The increase in test-takers showed people were trying to complete all of their requirements before the new exam goes into effect, said John Charlton, a spokesman for ODE.

The new test will cost more, be fully computerized and be more challenging, officials said.

The cost of the test will increase from $40 to $120.

Ohio allocated $2 million each year for the next two years for vouchers to subsidize the $80 increase for students.

The vouchers will be tied to Career Technical Planning Districts, Charlton said. “We’re still waiting on the specifics of how the voucher will work,” he said.

Approximately 24,000 students drop out of school in Ohio every year, Charlton said.

In 2012, the latest year figures are available, 20,275 people took the GED test in Ohio, and 14,959 passed, according to the GED Testing Service.

Aligning with Common Core

The GED was created in 1942. It was last changed in 2002. GED is changing the test now to better align it with the new Common Core standards which most states, including Ohio, are implementing and to make students more competitive in the job market, said CT Turner, a spokesman for GED Testing Service.

There’s been some concern that the test might be too difficult because more analysis and reasoning will be required, Turner and those who work with GED students said. “The truth of the matter is we’re still measuring high school equivalency in January and it’s still going to be about as difficult as high school students are performing, which hasn’t dramatically increased,” Turner said.

More emphasis is being placed on career and college readiness, Turner said.

A more difficult level, a college and career readiness indicator referred to as GED with Honors has been added, Turner said. Only about 12 percent of students who pass the GED go on to pursue higher education, Turner said.

The computerized format will also allow students to receive results quicker and get detailed feedback on their performance, Turner said.

Studies show students perform better on the computerized test — an 82 percent passage rate compared to 72 percent on paper, he said.

Educators said some students are uncomfortable with computers, which can penalize them in the workforce.

Most companies require applicants to fill out applications online or at a computer kiosk, Turner said.

“Really basic digital literacy skills are really basic literacy skills for today and they are required for jobs. They are required for these college and career training programs that most people will have to go into to get the jobs that are available in Ohio,” Turner said.

More sites added

The computerized test, which must be given at Pearson Vue designated test centers, will be administered in more places, Charlton said. By mid-January, Ohio will have 120 to 130 sites — up from 64 when the test was paper based, according to Charlton.

In addition to more sites, students will gain more flexibility in scheduling their tests because it can be done by computer at any time, Charlton said.

Many students rushed to take the test because they were concerned about paying more and using a computer, said Kathy Trangenstein, chief GED examiner for Greene County.

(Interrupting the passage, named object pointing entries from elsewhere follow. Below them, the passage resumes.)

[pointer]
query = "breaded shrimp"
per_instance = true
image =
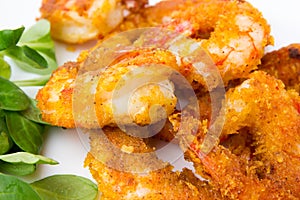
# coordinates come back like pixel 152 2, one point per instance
pixel 233 33
pixel 284 64
pixel 269 169
pixel 161 183
pixel 55 99
pixel 137 105
pixel 77 21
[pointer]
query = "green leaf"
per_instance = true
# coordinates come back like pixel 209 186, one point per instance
pixel 9 38
pixel 66 187
pixel 36 32
pixel 33 113
pixel 26 134
pixel 41 81
pixel 27 158
pixel 34 56
pixel 38 37
pixel 12 97
pixel 17 169
pixel 5 70
pixel 5 140
pixel 13 188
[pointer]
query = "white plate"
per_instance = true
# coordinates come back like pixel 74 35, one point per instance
pixel 65 145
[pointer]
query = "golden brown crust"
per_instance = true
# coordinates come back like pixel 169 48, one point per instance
pixel 284 64
pixel 55 99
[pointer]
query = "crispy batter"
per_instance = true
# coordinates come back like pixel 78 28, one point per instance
pixel 268 168
pixel 284 64
pixel 55 99
pixel 258 154
pixel 82 20
pixel 233 33
pixel 159 184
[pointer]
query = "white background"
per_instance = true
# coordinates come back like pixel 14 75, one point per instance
pixel 65 145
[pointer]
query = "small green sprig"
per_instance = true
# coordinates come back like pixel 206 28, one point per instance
pixel 31 50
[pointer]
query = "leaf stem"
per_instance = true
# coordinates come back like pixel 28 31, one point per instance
pixel 41 81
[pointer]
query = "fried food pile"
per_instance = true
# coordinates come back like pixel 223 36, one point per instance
pixel 199 79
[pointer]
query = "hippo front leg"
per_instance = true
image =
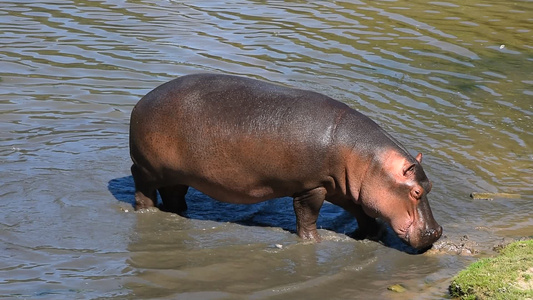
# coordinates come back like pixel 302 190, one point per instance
pixel 145 193
pixel 307 207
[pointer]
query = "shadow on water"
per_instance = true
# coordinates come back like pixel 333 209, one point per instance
pixel 273 213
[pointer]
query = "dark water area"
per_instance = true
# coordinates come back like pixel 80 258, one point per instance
pixel 451 79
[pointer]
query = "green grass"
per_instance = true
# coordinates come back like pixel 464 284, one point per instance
pixel 506 276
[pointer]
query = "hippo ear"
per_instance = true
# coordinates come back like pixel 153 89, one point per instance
pixel 419 158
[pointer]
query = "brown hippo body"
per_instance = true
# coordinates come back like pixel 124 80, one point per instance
pixel 245 141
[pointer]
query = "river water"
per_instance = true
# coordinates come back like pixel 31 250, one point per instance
pixel 451 79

“I have a few who are very, very nervous about doing the computer test. They haven’t been exposed to the computer and they’re just kind of afraid of it, ’’ Trangenstein said.

Greene County Career Center boosted its testing sessions from two to eight a month in December, Trangenstein said.

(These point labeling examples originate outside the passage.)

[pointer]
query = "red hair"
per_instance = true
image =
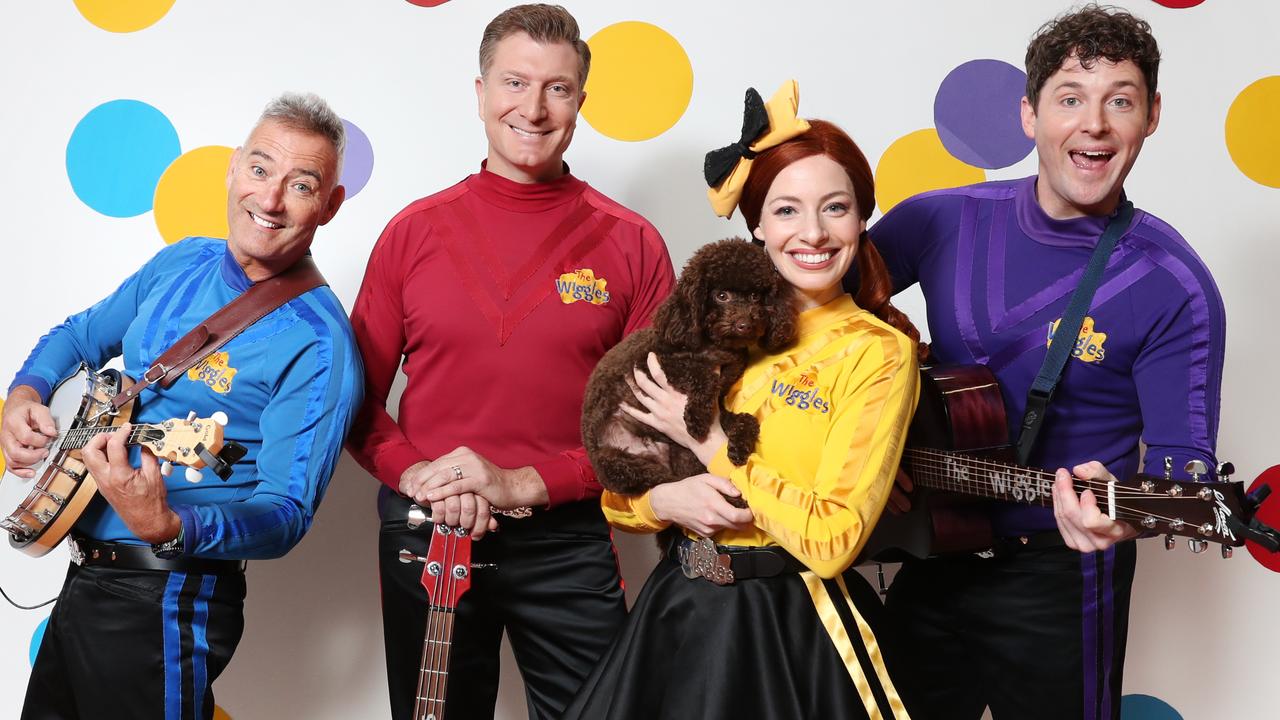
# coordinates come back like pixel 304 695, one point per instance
pixel 874 286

She said very few students were turned away and they were able to take the test at other sites.

Terri Bennett, director of the Butler Tech ABLE/ESOL/GED programs, said the school will work with students to grow their digital knowledge.

“We’re actually revising our curriculum to include more and more computer basic skills,” Bennett said.

The cost of going with an online testing company was a big concern in Ohio, said Amy Leedy, adult education supervisor for Miami Valley Career Technology Center.

“The cost increased dramatically and this is a population that is trying to get a high school equivalency and a lot of times those financial requirements are a bigger burden (for them),” Leedy said.

Everyone who takes the new test will be considered a first-time test-taker and can apply for the subsidy, Leedy said.